METHODS: We performed payer perspective cost-utility analysis (CUA) and societal perspective cost-benefit analysis (CBA). The CBA's benefit measure is active time: salaried labor, unpaid work, and active leisure. The study population is a cohort of US elderly SSAS patients. We compared a "TAVR available" scenario in which SSAS patients distribute themselves across TAVR, SAVR, and medical management (MM); and a "TAVR not available" scenario with only SAVR and MM. We structured each scenario with a decision-tree model of SSAS patient treatment allocation. We measured the association between health and active time in the US Health and Retirement Study and used this association to impute active time to SSAS patients given their health.

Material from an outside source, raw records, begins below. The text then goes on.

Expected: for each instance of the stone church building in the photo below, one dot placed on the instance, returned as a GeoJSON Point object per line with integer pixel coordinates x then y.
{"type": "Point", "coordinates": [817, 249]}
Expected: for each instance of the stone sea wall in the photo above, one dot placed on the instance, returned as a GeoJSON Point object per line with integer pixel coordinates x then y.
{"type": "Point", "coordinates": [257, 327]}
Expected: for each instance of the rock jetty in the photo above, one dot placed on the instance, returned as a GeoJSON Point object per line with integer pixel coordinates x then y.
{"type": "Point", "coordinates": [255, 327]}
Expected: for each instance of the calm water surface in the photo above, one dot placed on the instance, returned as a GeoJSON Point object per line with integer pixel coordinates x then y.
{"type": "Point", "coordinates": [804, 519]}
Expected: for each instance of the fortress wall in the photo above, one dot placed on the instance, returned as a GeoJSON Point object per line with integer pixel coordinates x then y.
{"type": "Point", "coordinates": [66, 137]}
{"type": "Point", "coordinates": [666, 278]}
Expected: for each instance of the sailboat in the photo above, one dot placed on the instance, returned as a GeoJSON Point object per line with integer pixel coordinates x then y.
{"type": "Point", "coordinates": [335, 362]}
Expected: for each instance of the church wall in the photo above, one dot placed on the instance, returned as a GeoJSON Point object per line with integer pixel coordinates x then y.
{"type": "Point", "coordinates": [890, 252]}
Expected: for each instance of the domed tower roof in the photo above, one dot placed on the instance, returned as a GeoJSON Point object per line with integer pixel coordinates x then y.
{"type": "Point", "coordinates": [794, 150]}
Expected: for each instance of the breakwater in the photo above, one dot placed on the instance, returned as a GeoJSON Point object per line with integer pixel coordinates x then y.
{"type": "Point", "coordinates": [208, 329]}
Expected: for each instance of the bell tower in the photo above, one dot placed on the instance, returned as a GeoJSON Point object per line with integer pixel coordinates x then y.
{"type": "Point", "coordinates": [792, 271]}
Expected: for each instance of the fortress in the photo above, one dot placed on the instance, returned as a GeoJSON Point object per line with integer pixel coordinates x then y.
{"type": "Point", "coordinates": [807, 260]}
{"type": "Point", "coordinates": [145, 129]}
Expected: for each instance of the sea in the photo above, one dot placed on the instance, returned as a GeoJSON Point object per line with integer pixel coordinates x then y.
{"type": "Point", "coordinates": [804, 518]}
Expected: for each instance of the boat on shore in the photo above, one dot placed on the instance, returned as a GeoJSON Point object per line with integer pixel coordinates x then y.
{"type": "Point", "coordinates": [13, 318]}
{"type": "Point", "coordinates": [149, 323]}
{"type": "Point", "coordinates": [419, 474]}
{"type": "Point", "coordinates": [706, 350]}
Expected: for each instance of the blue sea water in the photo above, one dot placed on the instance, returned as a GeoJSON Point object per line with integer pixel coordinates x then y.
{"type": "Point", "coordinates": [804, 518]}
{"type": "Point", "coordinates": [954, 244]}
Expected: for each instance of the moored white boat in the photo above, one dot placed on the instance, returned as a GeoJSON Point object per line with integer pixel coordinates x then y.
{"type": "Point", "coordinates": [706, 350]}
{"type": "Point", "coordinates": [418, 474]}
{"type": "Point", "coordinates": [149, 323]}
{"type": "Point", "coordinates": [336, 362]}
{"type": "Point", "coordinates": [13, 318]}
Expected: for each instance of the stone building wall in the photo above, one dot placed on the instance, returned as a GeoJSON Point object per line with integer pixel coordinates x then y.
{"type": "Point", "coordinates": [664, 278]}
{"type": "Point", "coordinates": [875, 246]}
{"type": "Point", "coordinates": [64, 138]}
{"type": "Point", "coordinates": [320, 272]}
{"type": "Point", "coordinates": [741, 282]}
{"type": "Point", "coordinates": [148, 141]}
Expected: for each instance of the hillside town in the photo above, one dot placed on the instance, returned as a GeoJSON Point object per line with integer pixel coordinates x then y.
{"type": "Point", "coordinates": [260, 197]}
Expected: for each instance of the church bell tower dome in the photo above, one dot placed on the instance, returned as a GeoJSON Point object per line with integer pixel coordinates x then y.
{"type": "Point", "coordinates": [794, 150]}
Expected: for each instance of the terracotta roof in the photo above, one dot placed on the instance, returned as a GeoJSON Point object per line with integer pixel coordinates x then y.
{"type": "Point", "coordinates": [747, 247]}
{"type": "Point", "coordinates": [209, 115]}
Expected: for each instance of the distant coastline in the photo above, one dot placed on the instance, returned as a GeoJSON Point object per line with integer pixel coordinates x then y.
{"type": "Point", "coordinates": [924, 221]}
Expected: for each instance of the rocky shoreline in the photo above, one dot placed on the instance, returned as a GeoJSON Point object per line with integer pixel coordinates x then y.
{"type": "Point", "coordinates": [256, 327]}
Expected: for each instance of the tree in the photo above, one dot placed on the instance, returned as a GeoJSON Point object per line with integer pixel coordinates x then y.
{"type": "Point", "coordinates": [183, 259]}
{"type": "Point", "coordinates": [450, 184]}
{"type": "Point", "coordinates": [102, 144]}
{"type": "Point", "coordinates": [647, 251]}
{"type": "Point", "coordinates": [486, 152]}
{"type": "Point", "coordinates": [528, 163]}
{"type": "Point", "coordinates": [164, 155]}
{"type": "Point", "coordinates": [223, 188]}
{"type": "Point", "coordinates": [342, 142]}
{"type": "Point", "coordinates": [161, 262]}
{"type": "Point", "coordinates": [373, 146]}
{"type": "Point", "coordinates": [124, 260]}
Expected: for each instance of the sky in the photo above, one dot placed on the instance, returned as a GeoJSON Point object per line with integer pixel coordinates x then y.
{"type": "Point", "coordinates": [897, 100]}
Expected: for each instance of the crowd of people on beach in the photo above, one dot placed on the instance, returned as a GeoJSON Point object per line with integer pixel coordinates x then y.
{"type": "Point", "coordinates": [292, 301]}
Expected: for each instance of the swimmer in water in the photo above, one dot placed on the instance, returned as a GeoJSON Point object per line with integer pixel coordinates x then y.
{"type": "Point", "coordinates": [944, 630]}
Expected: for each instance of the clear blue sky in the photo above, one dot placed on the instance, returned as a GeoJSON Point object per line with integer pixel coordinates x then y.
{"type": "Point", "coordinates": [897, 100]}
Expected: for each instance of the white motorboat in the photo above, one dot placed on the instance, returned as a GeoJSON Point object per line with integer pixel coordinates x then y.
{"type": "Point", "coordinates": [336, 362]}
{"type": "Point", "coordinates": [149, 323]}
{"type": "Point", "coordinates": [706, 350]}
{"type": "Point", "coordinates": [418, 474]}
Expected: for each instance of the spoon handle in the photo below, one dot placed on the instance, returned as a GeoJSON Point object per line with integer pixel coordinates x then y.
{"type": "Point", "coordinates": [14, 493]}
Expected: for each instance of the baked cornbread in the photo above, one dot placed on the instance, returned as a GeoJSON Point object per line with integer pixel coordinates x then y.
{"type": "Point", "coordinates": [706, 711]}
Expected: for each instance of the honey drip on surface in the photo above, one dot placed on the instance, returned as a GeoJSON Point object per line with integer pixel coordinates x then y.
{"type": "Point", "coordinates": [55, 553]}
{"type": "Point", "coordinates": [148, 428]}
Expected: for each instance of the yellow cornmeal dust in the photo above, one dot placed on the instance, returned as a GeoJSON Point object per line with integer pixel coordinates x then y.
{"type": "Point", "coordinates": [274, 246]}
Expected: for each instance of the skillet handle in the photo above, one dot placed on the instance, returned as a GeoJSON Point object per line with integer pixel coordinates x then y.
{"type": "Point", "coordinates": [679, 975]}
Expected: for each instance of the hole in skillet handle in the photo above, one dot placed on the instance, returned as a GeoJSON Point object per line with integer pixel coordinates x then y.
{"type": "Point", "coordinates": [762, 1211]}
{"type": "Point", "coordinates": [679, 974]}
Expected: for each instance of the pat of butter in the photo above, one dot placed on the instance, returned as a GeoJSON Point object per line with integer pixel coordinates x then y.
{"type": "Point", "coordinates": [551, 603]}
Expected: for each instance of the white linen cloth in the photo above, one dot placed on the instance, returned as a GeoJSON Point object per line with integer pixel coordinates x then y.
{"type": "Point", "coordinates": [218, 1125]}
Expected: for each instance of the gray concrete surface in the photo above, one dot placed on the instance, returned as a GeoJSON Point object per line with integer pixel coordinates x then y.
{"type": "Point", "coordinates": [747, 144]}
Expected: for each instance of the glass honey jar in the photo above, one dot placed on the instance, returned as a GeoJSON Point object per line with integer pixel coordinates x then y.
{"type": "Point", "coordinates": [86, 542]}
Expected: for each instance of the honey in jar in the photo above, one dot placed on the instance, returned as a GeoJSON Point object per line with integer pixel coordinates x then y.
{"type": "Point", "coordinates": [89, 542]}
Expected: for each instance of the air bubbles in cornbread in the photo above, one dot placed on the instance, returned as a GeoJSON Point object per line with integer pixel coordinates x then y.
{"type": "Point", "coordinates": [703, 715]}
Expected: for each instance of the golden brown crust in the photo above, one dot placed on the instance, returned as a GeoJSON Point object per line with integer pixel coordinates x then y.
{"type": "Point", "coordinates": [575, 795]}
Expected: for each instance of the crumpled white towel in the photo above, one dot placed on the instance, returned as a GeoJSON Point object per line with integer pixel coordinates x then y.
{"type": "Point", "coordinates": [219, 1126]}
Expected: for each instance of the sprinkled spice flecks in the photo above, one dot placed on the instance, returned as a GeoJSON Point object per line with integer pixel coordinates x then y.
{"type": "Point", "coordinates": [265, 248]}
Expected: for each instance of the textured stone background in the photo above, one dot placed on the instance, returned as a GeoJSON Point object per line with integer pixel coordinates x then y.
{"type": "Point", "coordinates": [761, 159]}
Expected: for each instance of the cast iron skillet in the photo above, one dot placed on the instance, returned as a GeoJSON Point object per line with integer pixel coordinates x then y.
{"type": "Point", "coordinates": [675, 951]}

RESULTS: The incremental cost-effectiveness ratio (ICER) and rate of return (RoR) of TAVR availability were $8,533 and 395%, respectively. CUA net monetary benefits (NMB) were $212,199 per patient and $43.4 billion population-wide. CBA NMB were $50,530 per patient and $10.3 billion population-wide.
LIMITATIONS: Among study limitations were scarcity of evidence regarding key parameters and the lack of long-term survival, health utility, and treatment cost data. Our analysis did not account for TAVR durability, retreatments, and valve-in-valve treatments.
CONCLUSION: Across risk-, age-, and treatment-eligibility groups, TAVR is the economically optimal treatment choice. It represents strong value-for-money per patient and population-wide. The vast majority of TAVR value involves raising treatment uptake among the untreated.